Q: Francis and Joan were sweethearts, but their parents had objected to their relationship because they were first cousins. They forged a pact in writing to commit suicide. The agreement was shoot each other in the head which they did. Joan died. Due to medical assistance, Francis survived. Is Francis criminally liable for the death of Joan?
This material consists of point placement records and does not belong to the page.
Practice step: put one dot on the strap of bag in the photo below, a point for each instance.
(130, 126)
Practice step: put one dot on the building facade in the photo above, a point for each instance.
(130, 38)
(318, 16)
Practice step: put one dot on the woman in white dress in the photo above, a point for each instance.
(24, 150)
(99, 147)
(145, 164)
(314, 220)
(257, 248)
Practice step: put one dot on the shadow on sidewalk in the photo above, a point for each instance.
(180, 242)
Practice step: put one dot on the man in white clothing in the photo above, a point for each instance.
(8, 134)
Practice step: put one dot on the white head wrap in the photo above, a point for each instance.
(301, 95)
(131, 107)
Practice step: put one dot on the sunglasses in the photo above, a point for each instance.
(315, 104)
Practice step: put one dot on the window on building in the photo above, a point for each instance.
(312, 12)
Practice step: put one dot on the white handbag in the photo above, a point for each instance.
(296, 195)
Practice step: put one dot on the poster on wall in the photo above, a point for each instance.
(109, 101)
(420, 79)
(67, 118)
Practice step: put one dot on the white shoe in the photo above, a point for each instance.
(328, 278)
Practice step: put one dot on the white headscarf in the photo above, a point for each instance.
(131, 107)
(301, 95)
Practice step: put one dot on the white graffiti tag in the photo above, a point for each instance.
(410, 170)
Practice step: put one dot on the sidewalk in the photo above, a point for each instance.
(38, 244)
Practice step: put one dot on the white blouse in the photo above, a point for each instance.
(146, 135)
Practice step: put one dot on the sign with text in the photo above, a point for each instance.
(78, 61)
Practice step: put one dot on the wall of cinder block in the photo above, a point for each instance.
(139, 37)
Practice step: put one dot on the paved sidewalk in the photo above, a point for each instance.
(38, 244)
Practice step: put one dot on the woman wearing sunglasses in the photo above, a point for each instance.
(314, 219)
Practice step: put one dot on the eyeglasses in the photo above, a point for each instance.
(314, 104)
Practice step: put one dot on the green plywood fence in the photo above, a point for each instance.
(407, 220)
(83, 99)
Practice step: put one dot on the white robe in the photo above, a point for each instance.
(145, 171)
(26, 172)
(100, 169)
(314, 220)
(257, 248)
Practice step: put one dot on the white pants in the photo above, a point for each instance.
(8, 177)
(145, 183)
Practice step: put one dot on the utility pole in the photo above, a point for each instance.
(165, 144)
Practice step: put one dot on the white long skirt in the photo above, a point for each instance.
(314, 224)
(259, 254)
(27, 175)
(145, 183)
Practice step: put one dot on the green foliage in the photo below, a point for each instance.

Explain (2008) A: Yes. Francis’ act of shooting Joan, although done pursuant to a solemn pact is nevertheless felonious and is the proximate cause of Joan’s death. Moreover, Francis is criminally liable for assisting in the suicide of Joan under Art. 253 of RPC, as evidenced by their written pact. Q: Dang was a beauty queen in a university. Job, a rich classmate, was so enamored with her that he persistently wooed and pursued her. Dang, being in love with another man, rejected him. This angered Job. Sometime in September 2003, while Dang and her sister Lyn were on their way home, Job and his minor friend Nonoy grabbed them and pushed them inside a white van. They brought them in an abandoned warehouse where they forced them to dance naked. Thereafter, they brought them to a hill in a nearby barangay where they took turns raping them. After satisfying their lust, Job ordered Nonoy to push Dang down a ravine, resulting in her death. Lyn ran away but Job and Nonoy chased her and pushed her inside the van. Then the duo drove away. Lyn was never seen again. What crime or crimes were committed by Job and Nonoy? (2006, 1998) A: Job and Nonoy each committed 2 counts of the special complex crime of rape with homicide under Art. 266-B for the rapes respectively committed on Dang and Lyn. Their felonious acts grabbing and pushing the victims inside their van and later forcing them to dance naked may only be appreciated as part of the violence and lewd desires attending the rape, and are therefore absorbed by the rape. Although there is no indication that the same culprits killed Lyn who was never seen again, it is reasonable to assume from what the culprits did to Dang, and from the acts of violence they employed on Lyn, that they are answerable also for the presumed death of Lyn whom the culprits took with them by force and was never seen again. Hence, the rape committed against her is attended by homicide giving rise to the special complex crime of rape with homicide. It would be different if Lyn was not subjected to physical violence.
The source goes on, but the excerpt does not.